The data file contains information on 76 single-family homes in Eugene, Oregon during 2005. At the time the data were collected, the data submitter was preparing to place his house on the market and it was important to come up with a reasonable asking price. Whereas realtors use experience and local knowledge to subjectively value a house based on its characteristics (size, amenities, location, etc.) and the prices of similar houses nearby, regression analysis provides an alternative that more objectively models local house prices using these same data. Better still, realtor experience can help guide the modeling process to fine-tune a final predictive model. For example, both realtor experience and regression modeling results suggest the need for a BathBed interaction term and an Age-squared transformation in the model.
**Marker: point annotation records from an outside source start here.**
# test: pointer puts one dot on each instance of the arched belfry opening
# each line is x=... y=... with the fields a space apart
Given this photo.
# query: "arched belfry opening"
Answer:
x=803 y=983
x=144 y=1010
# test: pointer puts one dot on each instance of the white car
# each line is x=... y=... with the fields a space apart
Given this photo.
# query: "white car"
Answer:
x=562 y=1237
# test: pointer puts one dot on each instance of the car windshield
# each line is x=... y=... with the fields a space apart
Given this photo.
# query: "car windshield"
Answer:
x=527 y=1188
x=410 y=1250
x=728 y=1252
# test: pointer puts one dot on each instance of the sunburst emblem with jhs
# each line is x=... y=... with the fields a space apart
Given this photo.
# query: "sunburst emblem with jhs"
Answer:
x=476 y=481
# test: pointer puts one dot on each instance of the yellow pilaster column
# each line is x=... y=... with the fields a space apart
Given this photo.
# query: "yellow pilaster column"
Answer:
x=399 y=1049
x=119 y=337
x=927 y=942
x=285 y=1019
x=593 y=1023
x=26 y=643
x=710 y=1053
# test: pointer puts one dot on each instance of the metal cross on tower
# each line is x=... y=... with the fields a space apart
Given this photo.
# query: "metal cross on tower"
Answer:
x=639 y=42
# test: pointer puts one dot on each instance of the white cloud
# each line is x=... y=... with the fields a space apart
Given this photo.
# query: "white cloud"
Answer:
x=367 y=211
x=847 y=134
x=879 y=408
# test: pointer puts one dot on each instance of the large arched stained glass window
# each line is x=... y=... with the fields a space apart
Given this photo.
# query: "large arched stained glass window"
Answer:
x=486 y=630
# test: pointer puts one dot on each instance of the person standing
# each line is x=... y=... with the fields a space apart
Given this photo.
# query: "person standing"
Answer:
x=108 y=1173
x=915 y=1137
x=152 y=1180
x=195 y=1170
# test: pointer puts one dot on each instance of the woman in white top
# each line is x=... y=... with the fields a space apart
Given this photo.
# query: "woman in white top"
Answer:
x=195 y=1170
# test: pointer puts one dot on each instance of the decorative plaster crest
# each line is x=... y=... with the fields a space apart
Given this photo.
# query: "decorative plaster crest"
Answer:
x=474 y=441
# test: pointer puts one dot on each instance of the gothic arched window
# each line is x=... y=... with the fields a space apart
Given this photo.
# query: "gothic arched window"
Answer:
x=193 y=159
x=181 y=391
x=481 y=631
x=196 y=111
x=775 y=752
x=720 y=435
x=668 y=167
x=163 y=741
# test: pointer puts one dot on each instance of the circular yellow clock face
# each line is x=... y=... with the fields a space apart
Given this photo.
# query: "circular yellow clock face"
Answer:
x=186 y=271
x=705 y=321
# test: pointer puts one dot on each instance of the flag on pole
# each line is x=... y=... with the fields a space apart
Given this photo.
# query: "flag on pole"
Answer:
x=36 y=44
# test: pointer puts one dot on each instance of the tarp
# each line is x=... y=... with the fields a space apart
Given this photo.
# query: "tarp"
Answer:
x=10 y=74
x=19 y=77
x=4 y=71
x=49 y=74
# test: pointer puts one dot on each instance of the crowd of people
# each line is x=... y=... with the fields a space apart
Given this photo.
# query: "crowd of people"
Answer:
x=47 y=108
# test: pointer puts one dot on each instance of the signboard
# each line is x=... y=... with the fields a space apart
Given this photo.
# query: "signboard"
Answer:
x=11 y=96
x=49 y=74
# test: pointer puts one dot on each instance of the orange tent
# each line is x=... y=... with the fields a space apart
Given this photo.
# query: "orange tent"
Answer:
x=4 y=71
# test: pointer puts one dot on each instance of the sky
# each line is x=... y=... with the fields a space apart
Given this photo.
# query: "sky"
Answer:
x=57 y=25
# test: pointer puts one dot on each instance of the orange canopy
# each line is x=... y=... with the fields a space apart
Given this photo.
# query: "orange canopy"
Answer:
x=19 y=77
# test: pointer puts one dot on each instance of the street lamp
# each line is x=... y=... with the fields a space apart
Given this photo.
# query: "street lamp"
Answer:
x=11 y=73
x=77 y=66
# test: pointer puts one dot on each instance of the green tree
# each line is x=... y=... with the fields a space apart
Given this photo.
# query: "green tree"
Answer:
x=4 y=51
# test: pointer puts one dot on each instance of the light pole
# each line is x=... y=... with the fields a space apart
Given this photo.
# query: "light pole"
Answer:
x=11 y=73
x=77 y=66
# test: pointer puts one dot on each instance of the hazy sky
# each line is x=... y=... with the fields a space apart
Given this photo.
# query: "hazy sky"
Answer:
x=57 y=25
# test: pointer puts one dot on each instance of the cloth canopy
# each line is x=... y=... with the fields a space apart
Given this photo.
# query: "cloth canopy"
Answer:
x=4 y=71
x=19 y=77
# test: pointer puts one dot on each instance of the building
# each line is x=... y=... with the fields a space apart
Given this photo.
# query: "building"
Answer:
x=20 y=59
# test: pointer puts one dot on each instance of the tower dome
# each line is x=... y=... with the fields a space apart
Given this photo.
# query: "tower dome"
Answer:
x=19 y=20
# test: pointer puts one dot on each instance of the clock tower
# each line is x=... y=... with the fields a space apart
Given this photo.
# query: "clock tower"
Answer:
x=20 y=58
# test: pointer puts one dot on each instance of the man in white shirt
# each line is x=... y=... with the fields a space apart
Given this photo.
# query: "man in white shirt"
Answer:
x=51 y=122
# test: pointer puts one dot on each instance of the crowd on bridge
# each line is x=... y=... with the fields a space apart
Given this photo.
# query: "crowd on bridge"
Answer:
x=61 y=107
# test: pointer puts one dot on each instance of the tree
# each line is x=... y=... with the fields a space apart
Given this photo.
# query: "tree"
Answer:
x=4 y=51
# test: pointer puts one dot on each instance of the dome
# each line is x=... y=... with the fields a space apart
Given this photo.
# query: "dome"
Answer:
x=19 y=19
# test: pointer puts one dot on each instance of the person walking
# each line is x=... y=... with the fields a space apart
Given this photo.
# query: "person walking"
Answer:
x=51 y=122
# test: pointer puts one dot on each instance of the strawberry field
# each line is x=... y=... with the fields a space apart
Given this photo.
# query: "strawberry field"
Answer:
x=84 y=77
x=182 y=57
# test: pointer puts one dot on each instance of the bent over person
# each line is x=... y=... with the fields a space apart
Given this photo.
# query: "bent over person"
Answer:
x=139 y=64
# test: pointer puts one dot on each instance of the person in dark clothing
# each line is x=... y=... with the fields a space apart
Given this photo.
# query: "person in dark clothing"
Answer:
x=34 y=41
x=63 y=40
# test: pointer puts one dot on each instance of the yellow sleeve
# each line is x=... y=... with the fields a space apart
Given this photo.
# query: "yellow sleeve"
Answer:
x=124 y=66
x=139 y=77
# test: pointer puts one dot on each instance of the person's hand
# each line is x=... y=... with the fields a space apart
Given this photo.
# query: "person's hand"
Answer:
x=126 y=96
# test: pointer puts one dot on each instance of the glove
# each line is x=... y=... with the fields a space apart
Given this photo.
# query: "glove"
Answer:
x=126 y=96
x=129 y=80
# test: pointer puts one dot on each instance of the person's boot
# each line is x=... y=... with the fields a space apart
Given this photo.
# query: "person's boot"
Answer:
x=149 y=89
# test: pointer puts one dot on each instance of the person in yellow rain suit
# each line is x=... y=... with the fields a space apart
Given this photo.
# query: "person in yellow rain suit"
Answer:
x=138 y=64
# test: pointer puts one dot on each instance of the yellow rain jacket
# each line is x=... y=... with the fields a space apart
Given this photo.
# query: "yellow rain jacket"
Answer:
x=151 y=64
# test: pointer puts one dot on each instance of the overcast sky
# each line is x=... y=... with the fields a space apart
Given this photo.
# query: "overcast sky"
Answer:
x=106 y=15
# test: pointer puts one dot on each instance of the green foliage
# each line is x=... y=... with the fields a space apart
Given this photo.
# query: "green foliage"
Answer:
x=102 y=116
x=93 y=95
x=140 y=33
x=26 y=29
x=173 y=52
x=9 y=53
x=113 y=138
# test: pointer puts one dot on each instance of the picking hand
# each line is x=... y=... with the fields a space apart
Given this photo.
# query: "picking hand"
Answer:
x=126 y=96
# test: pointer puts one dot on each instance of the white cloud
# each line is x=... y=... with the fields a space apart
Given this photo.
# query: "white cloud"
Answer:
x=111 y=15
# Url where the data is located
fileUrl <- "http://www.amstat.org/publications/jse/datasets/homes76.dat.txt"
# Set working directory to where you want to save the file
setwd("/home/tarek/IntroductionToDataScience")
# If homes76.txt does not exist then download it
if (!file.exists("homes76.txt")) {
download.file(fileUrl, destfile="homes76.txt")}
# Read data
hdata <- read.table("homes76.txt", header=T, sep='\t')
# Rename columns
colnames(hdata) <- c('id', 'Price', 'Size', 'Lot', 'Bath', 'Bed', 'BathBed', 'Year',
'Age','Agesq', 'Garage', 'Status', 'Active', 'Elem',
'Edison Elementary', 'Harris Elementary', 'Adams Elementary',
'Crest Elementary', 'Parker Elementary')
library(ggplot2)
p <- ggplot(data=hdata,aes(x=Price, y=Size))
p + geom_point() + geom_smooth(method='loess') +
xlab("Price, Thousands of Dollars") +
ylab("Size, Thousands of Square Feet")